En Íñigo López de Loyola es muy claro el proceso de la experiencia espiritual vital, que le llevó a convertirse en el Ignacio de Loyola que fundó la Compañía de Jesús. Íñigo creció en la corte del rey Fernando el Católico como un hombre dado a las vanidades del mundo, que principalmente se deleitaba en el ejercicio de armas, con un grande y vano deseo de ganar honra«, según se describe él mismo en su autobiografía. En 1521 es herido en la batalla de Pamplona por una bala de cañón que le destroza una pierna, pero sobre todo destruye sus ambiciones y le hunde en el fracaso de sus ideales. Es un momento de inflexión en el cual inicia su proceso de conversión; Ignacio vivió una experiencia espiritual de gran profundidad que le llevó a identificar en su interior diferentes movimientos y pensamientos que identificó como “diferentes espíritus” para distinguirlos y así fue desarrollando los principios del Discernimiento Espiritual Ignaciano.  

El efecto de ese proceso interior lo describirá como que le parecían todas las cosas nuevas…”. La poderosa novedad en la que se descubría a sí mismo y al mundo le llevaron a encontrarse con algo más grande que todo: Dios en la persona de Jesús. Desde su lecho de enfermo, Ignacio fue escuchando una voz, que, en medio de las voces del mundo, le invitaba a un cambio de rumbo, de sus valores y de sus deseos. La respuesta del futuro peregrino que caminaría “solo y a pie” fue dándose gradual y progresivamente, pero de manera contundente y radical. Su experiencia espiritual quedó plasmada en sus Ejercicios Espirituales, que han resignificado la vida de miles de personas a lo largo de cinco siglos. 

Desarrollar la interioridad, nuestra dimensión espiritual, nos lleva a vivir experiencias desconocidas que ponen ante nuestro corazón nuevas posibilidades e invitaciones que modelan de formas inéditas nuestros valores. Nos guía hacia una mayor libertad y a un enfoque de lo verdaderamente importante que revitaliza y redirecciona la vida misma y nos conduce a encontrarnos en la unidad esencial del todo, a una conciencia que nos hace parte de tal unidad. 

La conversión ignaciana y la celebración itesiana

Este año, a partir del lunes 16 de agosto, en el ITESO celebramos el quingentésimo aniversario de la herida que Ignacio recibió en la pierna ocasionada por una bala de cañón durante la batalla de Pamplona, y que dio inicio de la experiencia interior que le llevó a reorientar su vida.  

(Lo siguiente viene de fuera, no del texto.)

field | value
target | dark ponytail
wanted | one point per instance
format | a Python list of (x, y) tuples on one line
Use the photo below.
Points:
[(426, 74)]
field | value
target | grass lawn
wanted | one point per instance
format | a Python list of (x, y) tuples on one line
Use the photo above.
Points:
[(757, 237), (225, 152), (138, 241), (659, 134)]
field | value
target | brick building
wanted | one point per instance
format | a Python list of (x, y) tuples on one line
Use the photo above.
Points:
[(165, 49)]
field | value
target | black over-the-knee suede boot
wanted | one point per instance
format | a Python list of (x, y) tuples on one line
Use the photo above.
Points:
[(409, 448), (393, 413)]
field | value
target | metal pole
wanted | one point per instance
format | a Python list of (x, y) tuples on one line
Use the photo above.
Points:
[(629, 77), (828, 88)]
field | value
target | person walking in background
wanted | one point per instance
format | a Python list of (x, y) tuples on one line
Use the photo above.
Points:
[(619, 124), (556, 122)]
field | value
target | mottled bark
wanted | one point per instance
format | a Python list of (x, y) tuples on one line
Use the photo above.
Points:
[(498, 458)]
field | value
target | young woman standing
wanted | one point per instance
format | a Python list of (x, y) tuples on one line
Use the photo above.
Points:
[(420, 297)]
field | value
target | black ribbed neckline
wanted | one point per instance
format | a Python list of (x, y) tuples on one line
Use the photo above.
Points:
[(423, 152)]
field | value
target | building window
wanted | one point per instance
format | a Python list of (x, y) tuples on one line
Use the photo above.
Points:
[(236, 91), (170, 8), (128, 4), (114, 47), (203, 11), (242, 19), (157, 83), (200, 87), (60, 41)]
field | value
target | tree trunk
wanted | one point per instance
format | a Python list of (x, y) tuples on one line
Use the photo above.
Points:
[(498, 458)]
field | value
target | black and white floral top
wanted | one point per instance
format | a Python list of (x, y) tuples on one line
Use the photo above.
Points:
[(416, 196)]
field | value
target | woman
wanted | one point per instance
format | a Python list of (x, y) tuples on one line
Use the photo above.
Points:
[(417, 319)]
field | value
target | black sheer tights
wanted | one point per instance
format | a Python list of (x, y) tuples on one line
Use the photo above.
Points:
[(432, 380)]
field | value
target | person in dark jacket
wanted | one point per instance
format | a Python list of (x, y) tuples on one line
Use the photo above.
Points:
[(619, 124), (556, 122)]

La Compañía de Jesús y la familia Ignaciana en todo el mundo celebramos esa experiencia de conversión bajo el lema: Ver todas las cosas nuevas en Cristo. Esta es una invitación a reconocer los cañonazos, los momentos de conversión en nuestras vidas para re-descubrir aquello que da sentido a nuestra propia existencia, a cuestionarnos si los valores que nos guían son los evangélicos, aquellos que nos lleven a vivir una vida con un sentido profundo; a construir comunitariamente una sociedad justa, incluyente y humana, orientada por la reconciliación, el amor y la solidaridad. El ITESO desarrolló un programa de actividades académicas, culturales y recreativas para reflexionar y celebrar nuestra propia experiencia y sentido de vida. 

La experiencia espiritual sostiene las utopías de hombres y mujeres de hoy, que sueñan con un mundo guiado por el amor, la justicia y la reconciliación, utopías que nos impulsan a hacer vivas las Bienaventuranzas evangélicas (Mt 5,3-12): vivir sin apegos como los pobres que nada tienen, a curar a quienes tienen el corazón herido, a vivir desde la humildad y la sencillez, a compartir para que no haya quien sufra de hambre y sed, a trabajar por la paz y la justicia. Pero para ello, hemos de trabajar en nuestra propia libertad.